5. i thought all this time it was a selfish pull. but it isn’t.

6. i thought i could stave the need to write by blogging. but i haven’t.

7. i want to write more and more. on my sabbatical last year i wrote so much my hands were weary, then i dictated things into the recorder. i wrote poems, songs, memoirs, fiction, science fiction, essays.

8. the most exciting writing was the science fiction. the science fiction pathway has been growing for years, and it’s steeped in the learnings about emergence, it’s steeped in my love of octavia butler, and my love of detroit. it’s steeped in my complex relationship to apocalypse.

9. as i have started to write science fiction, and hold space for others to talk about and write science fiction, i have found a juxtaposition of passions. in this space i get to shamelessly be an artist, while still opening and holding a space for the art of imagination and visioning to spread amongst the people i most believe need to be central in the future.

10. late last year i was awarded the BALLE fellowship to do local living economies work – and i was excited, because it was a chance to advance ideas i am deeply aligned with. but as i got into the experience, surrounded by amazing people i respected, i found it wasn’t quite for me – it was for detroit, but i wasn’t the right conduit to get that radical business knowledge to the city (‘i don’t know nuthin bout birthin no bizness!!’). when i stepped back from that space, it was without knowing what else might come my way, and hoping (praying, doing ceremonies, searching) for some way to still keep roots in detroit.

11. i forgot i had applied, it was such a reach. i am beyond the curve – i have not been writing full time. there are many in detroit who have, and i am so aware of their brilliance and hard work. and i thought i had run out of viable options to stay creating and working in this city i love. i had an absence of purpose. i had eeyore eyes looking around my beloved apartment. i was building up my adaptability muscle to let go.

12. and i thought i might be destined to always write on the side of the work i do as a facilitator. in terms of how i made a living. and i was making my way to being ok with that. kind of.

13. i can think of so many incredible artists in detroit who should receive this award. so many it humbles me.

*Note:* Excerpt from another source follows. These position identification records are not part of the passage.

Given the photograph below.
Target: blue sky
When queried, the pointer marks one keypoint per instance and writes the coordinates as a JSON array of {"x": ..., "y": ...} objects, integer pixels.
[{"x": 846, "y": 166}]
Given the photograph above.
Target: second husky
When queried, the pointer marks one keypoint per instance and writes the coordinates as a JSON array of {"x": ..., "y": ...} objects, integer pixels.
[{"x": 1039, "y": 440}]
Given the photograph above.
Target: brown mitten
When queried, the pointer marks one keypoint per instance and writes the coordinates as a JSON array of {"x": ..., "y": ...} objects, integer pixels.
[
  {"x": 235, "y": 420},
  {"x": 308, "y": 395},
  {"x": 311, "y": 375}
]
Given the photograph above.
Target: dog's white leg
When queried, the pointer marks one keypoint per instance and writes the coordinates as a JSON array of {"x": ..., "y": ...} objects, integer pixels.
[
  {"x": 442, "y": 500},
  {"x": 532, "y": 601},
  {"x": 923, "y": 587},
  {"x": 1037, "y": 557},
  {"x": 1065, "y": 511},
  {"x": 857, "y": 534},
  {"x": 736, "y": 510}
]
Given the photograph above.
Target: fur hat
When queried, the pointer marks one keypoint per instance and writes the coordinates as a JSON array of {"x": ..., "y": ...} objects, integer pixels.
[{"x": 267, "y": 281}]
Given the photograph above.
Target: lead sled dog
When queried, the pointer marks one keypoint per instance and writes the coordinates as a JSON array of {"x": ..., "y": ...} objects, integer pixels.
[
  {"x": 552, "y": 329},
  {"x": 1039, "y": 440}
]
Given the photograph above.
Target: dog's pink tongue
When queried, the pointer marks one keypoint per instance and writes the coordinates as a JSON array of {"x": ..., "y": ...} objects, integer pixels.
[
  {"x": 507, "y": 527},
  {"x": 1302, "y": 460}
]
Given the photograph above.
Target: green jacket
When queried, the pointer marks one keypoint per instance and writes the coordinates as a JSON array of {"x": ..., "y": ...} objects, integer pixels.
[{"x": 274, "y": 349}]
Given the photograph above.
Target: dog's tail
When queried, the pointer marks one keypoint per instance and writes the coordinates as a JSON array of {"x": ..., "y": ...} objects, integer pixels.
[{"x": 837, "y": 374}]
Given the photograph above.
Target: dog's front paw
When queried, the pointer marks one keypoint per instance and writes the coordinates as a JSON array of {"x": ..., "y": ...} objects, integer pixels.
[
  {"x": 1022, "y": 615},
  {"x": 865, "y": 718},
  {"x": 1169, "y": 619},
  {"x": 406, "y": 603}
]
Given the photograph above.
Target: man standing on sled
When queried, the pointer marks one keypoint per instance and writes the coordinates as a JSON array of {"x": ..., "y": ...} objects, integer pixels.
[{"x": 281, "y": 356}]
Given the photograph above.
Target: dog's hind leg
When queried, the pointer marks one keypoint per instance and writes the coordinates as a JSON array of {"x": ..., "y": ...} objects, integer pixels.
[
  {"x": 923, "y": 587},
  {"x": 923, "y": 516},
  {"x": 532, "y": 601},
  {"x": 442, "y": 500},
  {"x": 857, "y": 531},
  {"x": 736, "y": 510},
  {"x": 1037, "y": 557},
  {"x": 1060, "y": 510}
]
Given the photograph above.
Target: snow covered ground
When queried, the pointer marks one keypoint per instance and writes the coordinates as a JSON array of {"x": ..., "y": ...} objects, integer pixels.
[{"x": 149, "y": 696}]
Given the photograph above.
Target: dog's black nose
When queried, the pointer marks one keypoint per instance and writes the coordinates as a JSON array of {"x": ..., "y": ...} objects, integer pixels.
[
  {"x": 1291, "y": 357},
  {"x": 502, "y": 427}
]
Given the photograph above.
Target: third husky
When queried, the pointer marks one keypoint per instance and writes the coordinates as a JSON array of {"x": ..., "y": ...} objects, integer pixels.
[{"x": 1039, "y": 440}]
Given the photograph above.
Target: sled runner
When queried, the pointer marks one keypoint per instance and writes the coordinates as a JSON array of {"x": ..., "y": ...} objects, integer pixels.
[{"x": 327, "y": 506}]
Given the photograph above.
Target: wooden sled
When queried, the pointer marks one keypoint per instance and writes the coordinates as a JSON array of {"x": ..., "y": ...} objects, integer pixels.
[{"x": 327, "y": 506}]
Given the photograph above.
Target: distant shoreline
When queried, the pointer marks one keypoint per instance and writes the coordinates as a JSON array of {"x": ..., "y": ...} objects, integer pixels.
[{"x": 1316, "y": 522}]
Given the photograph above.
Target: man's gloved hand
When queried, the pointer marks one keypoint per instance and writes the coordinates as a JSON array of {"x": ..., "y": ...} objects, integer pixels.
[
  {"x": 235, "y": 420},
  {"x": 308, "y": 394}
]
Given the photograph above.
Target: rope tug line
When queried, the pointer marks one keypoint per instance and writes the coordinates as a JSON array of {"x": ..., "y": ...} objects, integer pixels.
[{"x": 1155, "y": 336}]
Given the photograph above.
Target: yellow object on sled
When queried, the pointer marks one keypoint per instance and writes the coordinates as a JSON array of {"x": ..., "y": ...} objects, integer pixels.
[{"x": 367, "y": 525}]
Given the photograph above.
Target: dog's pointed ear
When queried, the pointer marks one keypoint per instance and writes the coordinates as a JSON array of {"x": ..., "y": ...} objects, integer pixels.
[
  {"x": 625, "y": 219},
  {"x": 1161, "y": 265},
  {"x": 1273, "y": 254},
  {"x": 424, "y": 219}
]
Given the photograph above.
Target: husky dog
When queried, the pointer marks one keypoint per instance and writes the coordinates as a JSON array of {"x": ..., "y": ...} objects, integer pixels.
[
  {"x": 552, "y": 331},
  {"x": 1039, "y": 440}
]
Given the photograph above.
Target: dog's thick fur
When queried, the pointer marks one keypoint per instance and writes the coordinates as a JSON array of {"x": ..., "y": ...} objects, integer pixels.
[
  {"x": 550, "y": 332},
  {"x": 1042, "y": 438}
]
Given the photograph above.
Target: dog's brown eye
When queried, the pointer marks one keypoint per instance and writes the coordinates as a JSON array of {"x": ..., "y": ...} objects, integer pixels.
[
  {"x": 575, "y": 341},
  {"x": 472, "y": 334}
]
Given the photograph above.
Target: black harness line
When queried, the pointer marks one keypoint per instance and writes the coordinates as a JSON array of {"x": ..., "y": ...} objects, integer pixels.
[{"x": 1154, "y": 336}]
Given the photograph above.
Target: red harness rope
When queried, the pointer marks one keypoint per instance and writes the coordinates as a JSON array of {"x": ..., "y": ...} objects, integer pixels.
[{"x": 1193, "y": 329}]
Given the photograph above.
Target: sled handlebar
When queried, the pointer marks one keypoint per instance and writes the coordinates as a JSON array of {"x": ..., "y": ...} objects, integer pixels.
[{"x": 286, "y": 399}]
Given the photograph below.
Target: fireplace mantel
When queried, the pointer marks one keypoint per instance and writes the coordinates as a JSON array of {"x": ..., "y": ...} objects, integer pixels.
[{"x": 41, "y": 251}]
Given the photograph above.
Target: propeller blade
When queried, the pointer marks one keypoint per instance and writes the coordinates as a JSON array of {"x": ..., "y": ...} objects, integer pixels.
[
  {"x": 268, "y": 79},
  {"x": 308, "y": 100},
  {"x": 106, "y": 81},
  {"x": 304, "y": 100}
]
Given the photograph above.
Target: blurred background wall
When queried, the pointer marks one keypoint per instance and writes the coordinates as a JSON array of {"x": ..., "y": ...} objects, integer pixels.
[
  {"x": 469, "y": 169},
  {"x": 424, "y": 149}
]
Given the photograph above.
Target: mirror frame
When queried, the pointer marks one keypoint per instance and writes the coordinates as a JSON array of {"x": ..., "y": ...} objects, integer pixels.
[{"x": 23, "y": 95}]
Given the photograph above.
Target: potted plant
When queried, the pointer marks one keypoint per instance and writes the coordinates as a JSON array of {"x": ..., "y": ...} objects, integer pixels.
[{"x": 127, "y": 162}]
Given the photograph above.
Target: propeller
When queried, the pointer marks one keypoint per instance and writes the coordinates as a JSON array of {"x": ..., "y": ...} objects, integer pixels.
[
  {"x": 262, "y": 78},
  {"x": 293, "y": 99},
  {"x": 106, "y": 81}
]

14. it is kresge, with whom as social justice worker in the D i have had a very complex relationship. this is the foundation that funds everything in detroit in some way, things that move us towards justice and democracy, and things that move us away from it. and i wish there were more black detroiters with me amongst the awardees. i see the whiteness, i see particularly the lack of women of color, black women.

they are investing in me, and my intention is to uplift the transformations afoot in this city and play out the potential futures of justice. so the relationship is direct now, and the invitation for accountability intrigues me, challenges me.

15. the money is a major blessing. but even more so is what the people of the fellowship keep saying – ‘we want to support you to become the artist we already see in you’, ‘we will help you learn to connect to resources to be an artist as your life.’ really? really.

16. thank you more than i can fit the words in my mouth to express it. thank you to the panel who felt my writing, to kresge and creative capital and artserve michigan. and to the people who supported my writing all these years, those who funded my sabbatical, to invincible, to my parents, especially my mom who reads every blog post. to my creative partners walidah imarisha and dream hampton, to the sci-fi nerds building community with me. and to the greater force i feel moving in my life, god-is-change, thank you.

17. in the spirit of all of that – i’m going to write. i am going to write as the center of my life! in every way, to the best of my ability, prolifically and unapologetically and as sacred work, work prayer, shaping god.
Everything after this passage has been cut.